Die weitergehende Beschwerde der Antragsgegnerin wird zurückgewiesen.

Die Kosten des erstinstanzlichen Verfahrens bleiben gegeneinander aufgehoben. Von den gerichtlichen Kosten des Beschwerdeverfahrens tragen die Antragsgegnerin und der Antragsteller jeweils die Hälfte. Außergerichtliche Kosten für den zweiten Rechtszug werden nicht erstattet.

Der Wert des Beschwerdeverfahrens wird auf 12.471,23 Euro festgesetzt.

Gründe§

I.

Die Beteiligten sind seit dem XX.XX.2021 rechtskräftig geschiedene Eheleute.

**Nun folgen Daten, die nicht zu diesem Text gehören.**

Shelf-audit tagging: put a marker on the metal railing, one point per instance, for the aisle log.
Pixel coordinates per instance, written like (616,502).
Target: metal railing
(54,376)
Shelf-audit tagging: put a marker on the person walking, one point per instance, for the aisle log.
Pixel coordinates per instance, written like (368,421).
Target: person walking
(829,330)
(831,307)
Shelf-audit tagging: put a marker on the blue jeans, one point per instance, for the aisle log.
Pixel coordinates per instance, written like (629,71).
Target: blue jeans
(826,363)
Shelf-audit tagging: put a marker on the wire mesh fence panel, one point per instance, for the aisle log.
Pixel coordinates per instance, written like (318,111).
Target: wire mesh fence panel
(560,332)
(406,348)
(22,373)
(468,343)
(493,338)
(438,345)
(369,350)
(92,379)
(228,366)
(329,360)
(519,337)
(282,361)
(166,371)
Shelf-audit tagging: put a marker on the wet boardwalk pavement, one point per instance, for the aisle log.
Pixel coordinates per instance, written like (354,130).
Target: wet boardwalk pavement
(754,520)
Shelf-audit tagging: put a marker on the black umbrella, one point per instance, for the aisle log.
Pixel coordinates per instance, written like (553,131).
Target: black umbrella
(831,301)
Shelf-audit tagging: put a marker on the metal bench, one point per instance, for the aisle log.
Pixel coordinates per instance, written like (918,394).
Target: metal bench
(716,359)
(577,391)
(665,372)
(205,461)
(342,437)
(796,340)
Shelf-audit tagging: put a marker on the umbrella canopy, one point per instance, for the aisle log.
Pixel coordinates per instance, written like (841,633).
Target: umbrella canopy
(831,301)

Sie hatten an dem Grundstück … (Straße, Nr.) in … (Ort 01) hälftiges Miteigentum, bis die Antragsgegnerin ihren Miteigentumsanteil mit Vertrag vom 18.02.2022 auf die gemeinsamen Kinder der Beteiligten übertrug.

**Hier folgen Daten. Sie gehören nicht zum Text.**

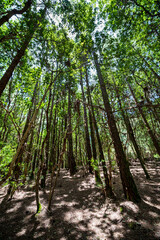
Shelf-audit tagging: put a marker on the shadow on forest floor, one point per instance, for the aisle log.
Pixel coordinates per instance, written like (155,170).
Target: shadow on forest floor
(79,211)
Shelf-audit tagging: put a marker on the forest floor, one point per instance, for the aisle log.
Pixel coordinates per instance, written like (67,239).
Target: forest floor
(79,211)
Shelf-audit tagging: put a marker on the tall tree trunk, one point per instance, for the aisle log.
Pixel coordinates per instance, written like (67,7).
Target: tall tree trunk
(26,134)
(102,159)
(71,159)
(87,140)
(152,135)
(129,186)
(9,14)
(5,79)
(131,135)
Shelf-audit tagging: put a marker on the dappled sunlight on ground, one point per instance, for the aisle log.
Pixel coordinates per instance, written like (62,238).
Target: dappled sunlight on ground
(80,212)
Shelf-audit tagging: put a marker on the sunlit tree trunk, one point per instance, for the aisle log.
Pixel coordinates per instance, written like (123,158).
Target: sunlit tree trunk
(108,186)
(5,79)
(13,12)
(129,186)
(71,158)
(87,139)
(131,135)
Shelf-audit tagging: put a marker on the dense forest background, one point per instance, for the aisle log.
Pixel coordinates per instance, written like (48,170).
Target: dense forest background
(80,87)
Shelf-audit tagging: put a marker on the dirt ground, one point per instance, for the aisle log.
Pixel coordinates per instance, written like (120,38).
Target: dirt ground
(79,211)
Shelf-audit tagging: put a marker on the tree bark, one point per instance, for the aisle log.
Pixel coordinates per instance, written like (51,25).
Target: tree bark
(129,186)
(152,135)
(5,79)
(71,158)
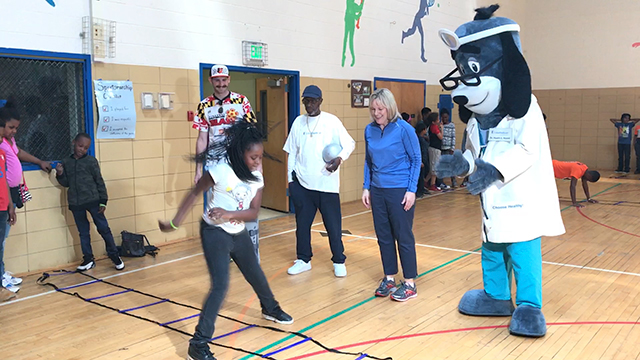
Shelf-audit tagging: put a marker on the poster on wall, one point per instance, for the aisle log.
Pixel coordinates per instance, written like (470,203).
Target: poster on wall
(116,110)
(360,93)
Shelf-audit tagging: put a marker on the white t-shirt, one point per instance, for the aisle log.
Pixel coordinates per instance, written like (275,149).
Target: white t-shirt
(231,194)
(307,138)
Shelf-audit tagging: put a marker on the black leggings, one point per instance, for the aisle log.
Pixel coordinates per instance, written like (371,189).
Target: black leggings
(218,246)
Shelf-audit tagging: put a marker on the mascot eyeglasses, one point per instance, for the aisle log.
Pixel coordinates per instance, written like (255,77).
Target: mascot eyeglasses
(450,82)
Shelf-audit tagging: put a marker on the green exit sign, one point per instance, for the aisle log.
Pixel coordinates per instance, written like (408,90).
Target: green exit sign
(254,53)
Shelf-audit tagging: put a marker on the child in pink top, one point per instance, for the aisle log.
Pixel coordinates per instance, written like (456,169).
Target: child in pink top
(14,170)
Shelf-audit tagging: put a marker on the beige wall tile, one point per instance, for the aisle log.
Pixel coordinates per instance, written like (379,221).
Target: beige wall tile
(178,114)
(118,224)
(177,147)
(148,167)
(148,131)
(149,203)
(172,199)
(143,149)
(572,140)
(173,182)
(183,232)
(46,198)
(170,76)
(149,185)
(179,94)
(177,165)
(120,150)
(119,189)
(120,208)
(117,170)
(148,222)
(175,130)
(47,259)
(38,241)
(144,75)
(39,220)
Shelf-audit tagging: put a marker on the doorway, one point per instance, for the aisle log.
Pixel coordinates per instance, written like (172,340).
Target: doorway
(274,97)
(410,95)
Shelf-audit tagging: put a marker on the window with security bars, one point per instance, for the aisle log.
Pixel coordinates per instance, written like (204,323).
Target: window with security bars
(49,95)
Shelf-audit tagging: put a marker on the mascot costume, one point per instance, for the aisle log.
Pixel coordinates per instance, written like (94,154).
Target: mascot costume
(509,161)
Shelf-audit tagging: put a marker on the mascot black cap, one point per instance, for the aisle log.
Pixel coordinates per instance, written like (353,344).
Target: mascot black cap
(494,77)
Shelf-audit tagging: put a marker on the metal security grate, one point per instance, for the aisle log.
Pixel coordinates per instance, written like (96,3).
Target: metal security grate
(50,97)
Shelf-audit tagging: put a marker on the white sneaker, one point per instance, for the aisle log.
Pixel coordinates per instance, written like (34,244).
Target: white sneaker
(340,270)
(13,288)
(298,267)
(12,279)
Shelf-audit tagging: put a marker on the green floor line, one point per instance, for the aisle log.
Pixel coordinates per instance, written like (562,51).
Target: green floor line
(348,309)
(605,190)
(373,297)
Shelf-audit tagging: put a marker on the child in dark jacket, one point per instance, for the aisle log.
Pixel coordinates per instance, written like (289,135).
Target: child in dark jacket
(80,172)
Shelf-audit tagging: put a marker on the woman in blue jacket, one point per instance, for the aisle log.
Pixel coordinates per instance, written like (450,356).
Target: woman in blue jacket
(391,172)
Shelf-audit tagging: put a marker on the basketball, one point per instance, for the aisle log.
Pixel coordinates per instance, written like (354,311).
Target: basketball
(331,152)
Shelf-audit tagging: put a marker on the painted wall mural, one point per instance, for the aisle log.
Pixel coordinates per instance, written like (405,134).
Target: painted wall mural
(352,16)
(417,25)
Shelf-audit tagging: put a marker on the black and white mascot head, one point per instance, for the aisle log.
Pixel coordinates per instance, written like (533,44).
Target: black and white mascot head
(494,79)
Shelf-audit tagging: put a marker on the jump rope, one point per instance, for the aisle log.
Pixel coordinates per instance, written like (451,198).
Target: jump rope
(45,276)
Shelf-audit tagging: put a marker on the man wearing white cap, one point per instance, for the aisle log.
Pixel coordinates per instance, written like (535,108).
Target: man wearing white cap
(314,182)
(216,113)
(219,111)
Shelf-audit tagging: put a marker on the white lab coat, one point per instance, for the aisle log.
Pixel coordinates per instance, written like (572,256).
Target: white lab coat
(524,205)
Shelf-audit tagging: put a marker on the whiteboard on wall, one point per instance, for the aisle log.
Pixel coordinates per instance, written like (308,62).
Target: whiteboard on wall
(116,110)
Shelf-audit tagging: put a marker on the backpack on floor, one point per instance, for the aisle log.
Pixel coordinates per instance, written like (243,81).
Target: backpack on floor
(133,245)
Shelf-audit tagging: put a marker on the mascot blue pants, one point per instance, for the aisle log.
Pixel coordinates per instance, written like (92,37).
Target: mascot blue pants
(499,261)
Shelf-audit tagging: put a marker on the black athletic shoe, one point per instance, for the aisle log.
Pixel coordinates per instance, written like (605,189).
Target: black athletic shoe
(199,353)
(117,261)
(278,315)
(86,265)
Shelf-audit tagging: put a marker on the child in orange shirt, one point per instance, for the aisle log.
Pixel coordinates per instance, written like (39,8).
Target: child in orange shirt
(575,170)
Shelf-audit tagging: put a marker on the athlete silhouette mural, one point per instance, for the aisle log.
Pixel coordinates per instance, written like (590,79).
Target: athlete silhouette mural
(417,25)
(351,23)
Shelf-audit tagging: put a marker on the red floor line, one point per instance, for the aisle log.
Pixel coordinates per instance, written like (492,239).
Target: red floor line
(459,330)
(605,225)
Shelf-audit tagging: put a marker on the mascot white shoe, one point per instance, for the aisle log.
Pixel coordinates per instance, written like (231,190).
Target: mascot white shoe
(508,159)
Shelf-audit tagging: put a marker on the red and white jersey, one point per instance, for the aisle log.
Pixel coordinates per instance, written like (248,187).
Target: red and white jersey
(215,115)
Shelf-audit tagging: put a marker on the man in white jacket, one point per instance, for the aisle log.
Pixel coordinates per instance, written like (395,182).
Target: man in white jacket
(509,161)
(313,183)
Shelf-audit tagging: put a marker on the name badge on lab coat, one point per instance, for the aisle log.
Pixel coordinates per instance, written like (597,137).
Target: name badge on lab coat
(505,135)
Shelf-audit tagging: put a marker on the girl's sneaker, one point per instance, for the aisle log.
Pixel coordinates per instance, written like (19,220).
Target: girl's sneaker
(6,295)
(11,279)
(386,287)
(278,315)
(405,292)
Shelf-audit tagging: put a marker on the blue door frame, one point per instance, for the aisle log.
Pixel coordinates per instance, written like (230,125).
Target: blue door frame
(86,83)
(293,92)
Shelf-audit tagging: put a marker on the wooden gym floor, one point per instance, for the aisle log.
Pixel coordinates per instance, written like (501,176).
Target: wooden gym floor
(591,278)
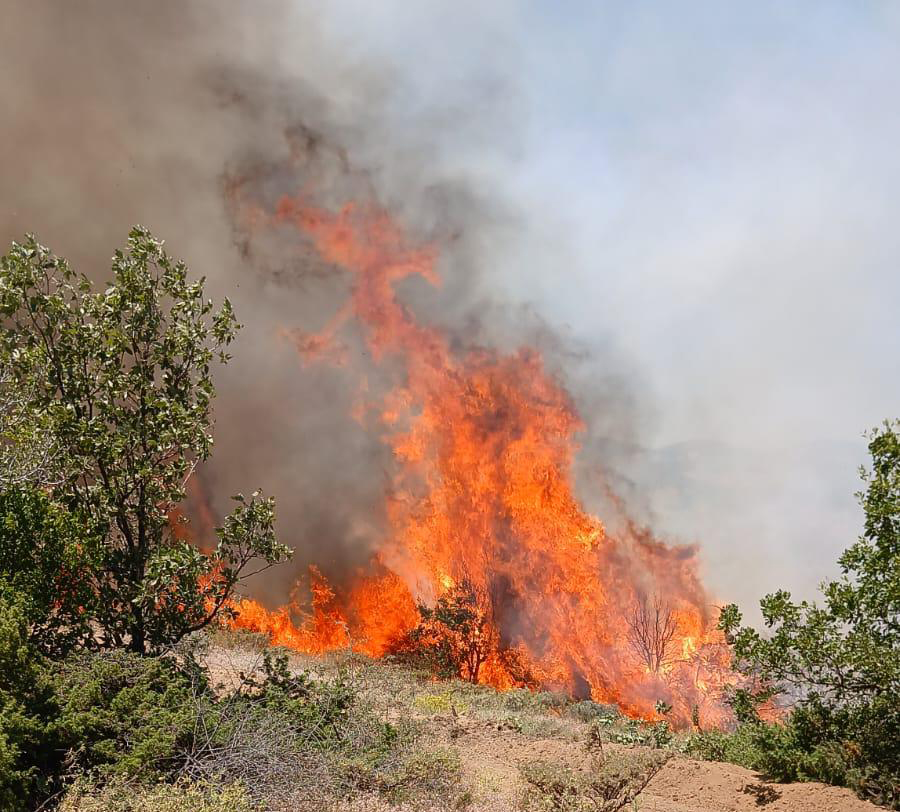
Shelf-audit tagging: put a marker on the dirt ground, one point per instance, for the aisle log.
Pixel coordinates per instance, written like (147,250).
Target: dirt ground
(496,733)
(490,758)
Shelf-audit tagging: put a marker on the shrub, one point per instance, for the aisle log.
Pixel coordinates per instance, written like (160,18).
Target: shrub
(120,380)
(842,659)
(29,761)
(126,715)
(118,796)
(46,560)
(610,784)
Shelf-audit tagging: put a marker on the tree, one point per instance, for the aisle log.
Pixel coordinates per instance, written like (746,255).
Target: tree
(848,649)
(651,627)
(840,661)
(119,381)
(47,558)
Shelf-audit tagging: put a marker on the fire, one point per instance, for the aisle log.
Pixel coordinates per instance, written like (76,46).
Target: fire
(482,493)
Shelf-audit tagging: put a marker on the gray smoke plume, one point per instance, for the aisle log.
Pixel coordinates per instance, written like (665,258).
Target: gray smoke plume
(715,228)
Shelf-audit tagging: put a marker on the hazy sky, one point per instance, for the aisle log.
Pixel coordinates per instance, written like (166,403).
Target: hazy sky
(704,191)
(716,190)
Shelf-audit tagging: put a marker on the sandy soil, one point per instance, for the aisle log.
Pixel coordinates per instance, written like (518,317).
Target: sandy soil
(491,750)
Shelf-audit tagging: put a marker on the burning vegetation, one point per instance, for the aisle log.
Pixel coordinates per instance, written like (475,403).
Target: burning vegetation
(489,559)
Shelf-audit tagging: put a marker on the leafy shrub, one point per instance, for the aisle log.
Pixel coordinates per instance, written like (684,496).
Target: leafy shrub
(46,557)
(853,747)
(123,714)
(120,381)
(842,658)
(587,711)
(29,760)
(608,786)
(118,796)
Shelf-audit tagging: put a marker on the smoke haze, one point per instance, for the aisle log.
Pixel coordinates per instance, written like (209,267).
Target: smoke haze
(692,214)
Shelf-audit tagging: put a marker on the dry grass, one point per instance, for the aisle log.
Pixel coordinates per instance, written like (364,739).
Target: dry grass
(608,785)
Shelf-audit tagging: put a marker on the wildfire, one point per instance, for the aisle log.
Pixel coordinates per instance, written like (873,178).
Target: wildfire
(481,493)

Der Antragsteller verlangt von der Antragsgegnerin vereinnahmte Mietzahlungen für die in dem Haus gelegene Mietwohnung, die zu einer Kaltmiete von 550 Euro zuzüglich 100 Euro vermietet ist. Betroffen sind die Zeiträume August und September 2019 sowie März 2020 bis Juli 2023. Darüber hinaus macht er die hälftige Erstattung von für die Immobilie verauslagten Kosten geltend.

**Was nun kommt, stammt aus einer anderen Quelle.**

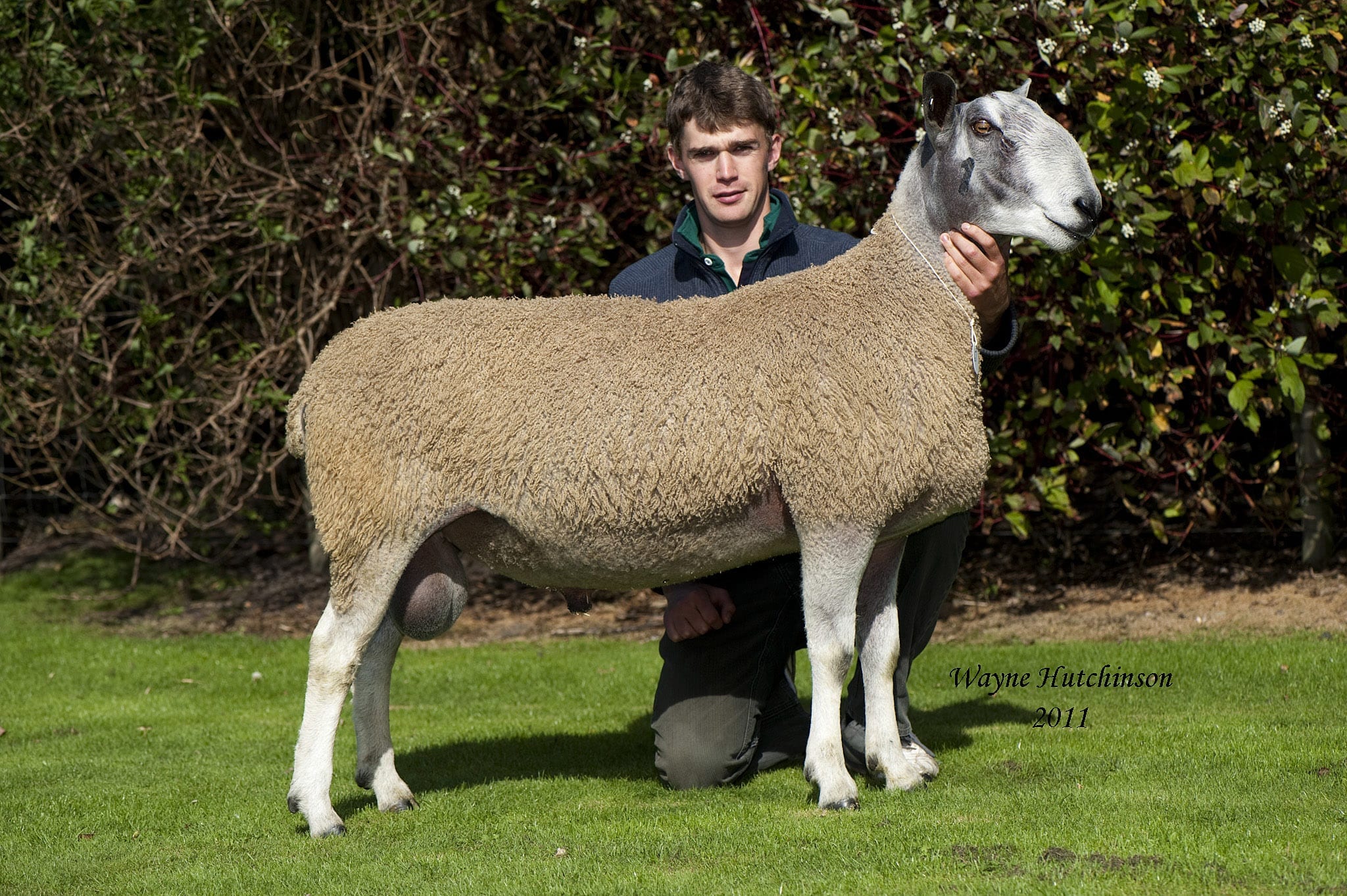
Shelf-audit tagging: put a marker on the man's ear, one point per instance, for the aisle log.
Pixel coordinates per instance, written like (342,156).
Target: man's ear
(675,162)
(938,92)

Der Antragsteller hat beantragt,

die Antragsgegnerin zu verpflichten, an ihn 11.720,18 Euro nebst Zinsen in Höhe von 5 Prozentpunkten über dem Basiszinssatz ab Zustellung des Schriftsatzes vom 28.07.2023 zu zahlen.

Die Antragsgegnerin hat zuletzt beantragt,

den Antrag abzuweisen,

widerantragend hat sie beantragt (Bl. 123 Aktenimport),

den Antragsteller zu verpflichten, an sie 5.237,98 Euro nebst Zinsen in Höhe von 5 Prozentpunkten seit Rechtshängigkeit zu zahlen.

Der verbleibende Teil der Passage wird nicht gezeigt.